Yaşanan bu direnişlerin hükümet nezdinde nasıl bir karşılığı olacaktır sizce?
Dış ve iç büyük sermaye çevreleri, itidal ve uzlaşma telkin ediyorlar. Başbakan bu seçeneği ilke olarak reddediyor; “ezerek denetleme” yöntemine güveniyor. Bunu, “marjinal illegal gruplar” söylemiyle meşrulaştırmak istiyor. Son çare olarak, lümpenleri vurucu güç olarak kullanabilir. Sonuç, biraz da kalkışmanın kitle tabanının (“hangi örgütler” ikincil bir konudur) örgütlenme düzeyinin gelişimiyle bağlantılıdır. Öngörmek güçtür.
Başbakan yaşanan gösterileri “faiz lobisi” ile ilişkilendiriyor. Kimdir bu “faiz lobisi”? Böyle yapılar var mıdır gerçekten? Varsa amacı nedir?
Ekonominin kaderini, hemen hemen tamamen dış kaynak girişlerine, yani uluslararası finans kapitale teslim etmiş olan AKP ve Başbakan’ın “faiz lobisi” söylemi gülünçtür. 2012’de Türkiye’ye 41 milyar dolar sıcak para girmiştir. Yıl başında Merkez Bankası Başkanı, “bu yıl TL, doları yenecek” diye, dövizin ucuzlayacağı güvencesi vermiş ve yıl boyunca sıcak para girişlerini peşinen teşvik etmiştir. Yabancı spekülatörlerin borsaya ve hazine bonolarına yatırdıkları fonlardan TL olarak elde edilen getiriler, doların ucuzlaması sayesinde daha da yükselir. Bir yıl içinde yabancı rantiyelerin borsadan kazançları, dolar cinsinden yüzde 60’ı, hazine bonoları üzerinden yüzde 20’yi aşmıştır. 2013’ün ilk dört ayında Türkiye’ye giren sıcak para, 25 milyar doların üzerindedir ve cari açık düzeyini dahi aşmıştır. Bu para girişi dursa, cari açığın finansmanı imkânsızlaşır ve ekonomi krize sürüklenir.
Üstelik bugünlerde, Merkez Bankası rezervlerini harcayarak, dövizin pahalılaşmasını frenlemeye ve yabancı spekülatörlerin kazançlarını korumaya çalışmaktadır. On yıldan beri, ekonominin çarkını böyle döndürmeyi bir hayat tarzı haline getiren AKP iktidarı ve Başbakan, bugün “faiz lobisi” sözü ile olsa olsa kendi sicilini eleştirebilir. Ancak, amacı, hayali dış düşmanlar (belki yakında Yahudi lobisi) yaratarak olası bir kriz ortamının sorumluluğundan kaçmaktır. Bu tipik bir Nazi/faşist taktiğidir.

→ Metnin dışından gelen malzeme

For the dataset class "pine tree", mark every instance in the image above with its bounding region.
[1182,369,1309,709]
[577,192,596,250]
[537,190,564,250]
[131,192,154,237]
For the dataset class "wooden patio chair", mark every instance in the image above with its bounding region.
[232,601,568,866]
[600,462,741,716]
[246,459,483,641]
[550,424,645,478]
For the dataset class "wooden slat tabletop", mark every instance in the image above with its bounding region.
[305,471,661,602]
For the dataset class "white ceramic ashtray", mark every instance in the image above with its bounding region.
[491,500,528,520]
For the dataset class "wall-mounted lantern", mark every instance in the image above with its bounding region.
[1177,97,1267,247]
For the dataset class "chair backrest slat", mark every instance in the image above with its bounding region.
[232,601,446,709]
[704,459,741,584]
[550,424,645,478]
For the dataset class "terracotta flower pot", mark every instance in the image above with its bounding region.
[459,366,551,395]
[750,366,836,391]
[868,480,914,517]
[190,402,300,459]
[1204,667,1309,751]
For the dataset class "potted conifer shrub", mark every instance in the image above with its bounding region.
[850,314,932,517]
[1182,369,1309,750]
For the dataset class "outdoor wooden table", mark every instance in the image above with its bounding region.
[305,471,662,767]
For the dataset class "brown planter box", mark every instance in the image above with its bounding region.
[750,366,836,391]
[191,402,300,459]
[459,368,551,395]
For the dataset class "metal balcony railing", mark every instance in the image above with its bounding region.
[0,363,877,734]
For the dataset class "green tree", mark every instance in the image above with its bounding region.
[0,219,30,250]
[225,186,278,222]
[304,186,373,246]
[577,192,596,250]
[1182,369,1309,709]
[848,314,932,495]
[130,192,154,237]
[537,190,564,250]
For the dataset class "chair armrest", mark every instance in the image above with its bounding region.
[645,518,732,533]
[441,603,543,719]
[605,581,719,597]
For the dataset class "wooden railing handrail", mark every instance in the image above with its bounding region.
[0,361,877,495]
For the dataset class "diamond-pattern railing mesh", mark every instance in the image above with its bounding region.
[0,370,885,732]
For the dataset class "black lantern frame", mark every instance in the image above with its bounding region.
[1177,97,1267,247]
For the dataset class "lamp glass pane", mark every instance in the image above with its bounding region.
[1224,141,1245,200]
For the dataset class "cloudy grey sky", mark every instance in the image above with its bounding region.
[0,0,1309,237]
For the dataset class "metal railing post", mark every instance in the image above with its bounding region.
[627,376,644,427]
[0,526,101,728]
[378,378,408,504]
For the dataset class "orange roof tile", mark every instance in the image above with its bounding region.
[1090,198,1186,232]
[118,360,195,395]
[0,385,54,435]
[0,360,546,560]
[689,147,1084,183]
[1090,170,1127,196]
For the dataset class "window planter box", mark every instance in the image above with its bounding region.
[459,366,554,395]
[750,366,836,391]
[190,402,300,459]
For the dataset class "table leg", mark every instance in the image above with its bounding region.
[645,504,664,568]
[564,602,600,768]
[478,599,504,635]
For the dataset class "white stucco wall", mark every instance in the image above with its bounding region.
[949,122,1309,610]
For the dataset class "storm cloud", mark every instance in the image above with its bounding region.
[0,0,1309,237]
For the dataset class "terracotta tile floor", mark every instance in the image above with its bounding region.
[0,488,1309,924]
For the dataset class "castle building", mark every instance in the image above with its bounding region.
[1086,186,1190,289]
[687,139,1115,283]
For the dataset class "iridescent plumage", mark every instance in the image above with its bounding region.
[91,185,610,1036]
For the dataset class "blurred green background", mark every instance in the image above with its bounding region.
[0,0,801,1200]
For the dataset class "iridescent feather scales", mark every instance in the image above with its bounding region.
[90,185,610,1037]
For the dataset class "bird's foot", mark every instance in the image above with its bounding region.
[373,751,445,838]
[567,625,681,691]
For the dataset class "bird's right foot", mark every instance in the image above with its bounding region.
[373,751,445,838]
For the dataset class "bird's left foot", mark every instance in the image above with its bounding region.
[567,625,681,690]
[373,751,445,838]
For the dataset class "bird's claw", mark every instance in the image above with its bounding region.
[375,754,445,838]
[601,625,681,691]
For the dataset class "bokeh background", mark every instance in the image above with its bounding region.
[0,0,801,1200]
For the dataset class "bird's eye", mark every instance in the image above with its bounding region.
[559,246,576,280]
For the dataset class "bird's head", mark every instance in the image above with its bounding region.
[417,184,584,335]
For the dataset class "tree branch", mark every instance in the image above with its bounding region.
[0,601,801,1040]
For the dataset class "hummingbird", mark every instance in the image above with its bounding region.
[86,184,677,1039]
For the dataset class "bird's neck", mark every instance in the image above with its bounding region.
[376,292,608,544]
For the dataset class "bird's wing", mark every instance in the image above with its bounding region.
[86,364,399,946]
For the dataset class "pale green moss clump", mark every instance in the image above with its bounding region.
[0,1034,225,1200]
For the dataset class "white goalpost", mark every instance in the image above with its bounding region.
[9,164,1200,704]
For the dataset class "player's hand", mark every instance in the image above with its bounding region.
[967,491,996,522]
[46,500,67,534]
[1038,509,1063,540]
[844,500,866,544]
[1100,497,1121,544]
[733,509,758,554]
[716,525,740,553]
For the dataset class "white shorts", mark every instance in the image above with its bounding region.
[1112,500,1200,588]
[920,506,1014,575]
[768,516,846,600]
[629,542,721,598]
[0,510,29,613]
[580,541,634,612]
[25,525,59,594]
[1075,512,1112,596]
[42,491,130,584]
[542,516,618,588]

Bu gençliğin apolitik olduğu görüşüne katılıyor musunuz? Yaşanan bu direnişler Türkiye’de neleri değiştirecektir sizce?
Tüm dünyada olduğu gibi Türkiye’de de sarkaç sola salınmaya başladı. Bu salınımın doğrultusunu Türkiye sosyalizminin geçmiş birikimi etkilemektedir. Genç kuşaklar ise (özellikle emekçi gençlerin katılımıyla), enerjisini oluşturacaktır.
Bugünkü gösterilerin 1980 öncesinde yaşanan gösterilerden, direnişlerden farkı nedir sizce?
1980 öncesinde, devrimci gençlik hareketi, halk sınıflarında güçlü mevziler elde etmişti. Bu enerji, sosyalist bir doğrultu kazanarak Türkiye siyasetini etkileyecek bir potansiyele ulaşmaktaydı. Türkiye toplumu bütünüyle sola yönelmekteydi. Egemen sınıflar, bu yönelişi şiddet yoluyla önlemeyi kararlaştırdılar. 12 Eylül Darbesi'nin ana işlevi buydu. (SK/HK)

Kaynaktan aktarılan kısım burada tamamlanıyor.